The premiere episode has the USS Voyager and its crew pursue a Maquis Federation rebels ship. Both ships become stranded in the Delta Quadrant about 70,000 light years from Earth. Faced with a 75-year voyage to Earth, the crew must learn to work together to overcome challenges on their long and perilous journey home while also seeking ways to shorten the voyage.
Like Deep Space Nine, early seasons of Voyager feature more conflict between its crewmembers than seen in later episodes. Such conflict often arises from friction between "by-the-book" Starfleet crew and rebellious Maquis fugitives forced by circumstance to work together on the same ship. Eventually, though, they settle their differences, after which the overall tone becomes more reminiscent of The Original Series.
The starship Voyager, isolated from its home, faces new cultures and dilemmas not possible in shows based in the Alpha Quadrant. Later seasons, however, brought an influx of characters and cultures from prior shows, such as the Borg, Q, the Ferengi, Romulans, Klingons, Cardassians and cast members of The Next Generation.
 
Enterprise (2001–2005)

Star Trek: Enterprise, originally titled Enterprise, is a prequel to the original Star Trek series. It aired from September 26, 2001 to May 13, 2005. Enterprise takes place in the 2150s, some 90 years after the events of Zefram Cochrane's first warp flight and about a decade before the founding of the Federation. The show centers on the voyages of Earth's first warp-five capable starship, the Enterprise, commanded by Captain Jonathan Archer (played by Scott Bakula), and the Vulcan Sub-Commander T'Pol, played by Jolene Blalock.

During the show's first two seasons, Enterprise had an episodic structure, like The Original Series, The Next Generation and Voyager. The third season consisted of one arc, "Xindi mission", which had the darker tone and serialized nature of Deep Space 9. Season 4 consisted of several two to three episode mini-arcs.

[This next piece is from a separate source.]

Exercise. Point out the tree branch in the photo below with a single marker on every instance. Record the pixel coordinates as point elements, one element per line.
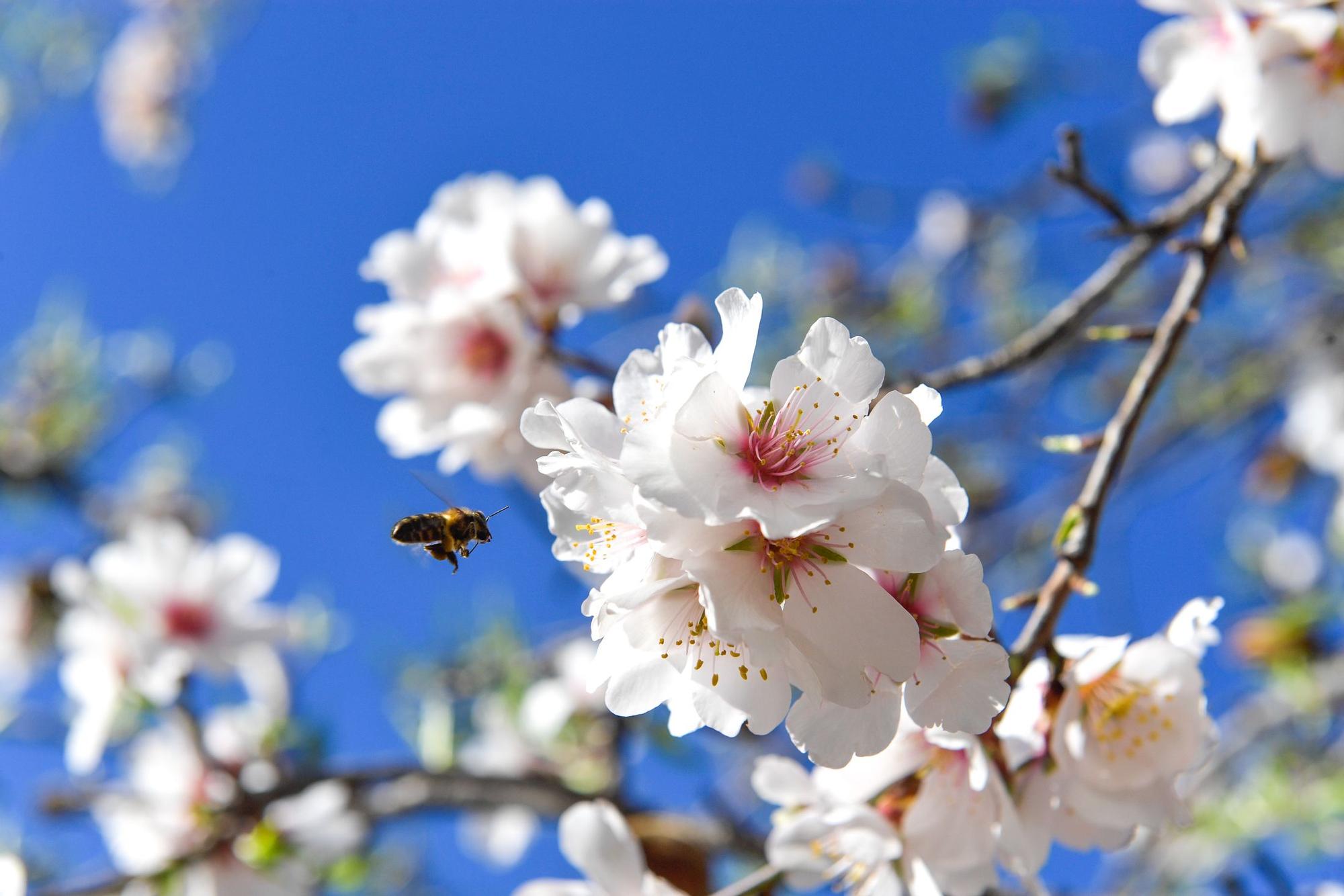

The final season showed the origins of elements seen in earlier series, and it rectified and resolved some core continuity problems between the various Star Trek series. Ratings for Enterprise started strong but declined rapidly. Although critics received the fourth season very well, both fans and the cast reviled the series finale, partly because of the episode's focus on the guest appearance of members of The Next Generation cast.The cancellation of Enterprise ended an 18-year run of back-to-back new Star Trek shows beginning with The Next Generation in 1987.
Feature films

Paramount Pictures has produced eleven Star Trek feature films, the most recent released in May 2009 with a twelfth in development, scheduled to be released in 2013. The first six films continue the adventures of the cast of The Original Series; the seventh film, Generations was designed as a transition from that cast to The Next Generation television series; the next three films, 8–10, focused completely on the Next Generation cast.

Film titles of the North American and UK releases of the films no longer contained the number of the film following the sixth film the sixth was Star Trek VI: The Undiscovered Country but the seventh was Star Trek:Generations. However, European releases continued using numbers in the film titles until Nemesis. The eleventh film, titled Star Trek, is a prequel reboot of TOS set in an alternate timeline before James T. Kirk's graduation from Starfleet Academy and promotion to the rank of Captain. A twelfth film is currently in its early stages of production.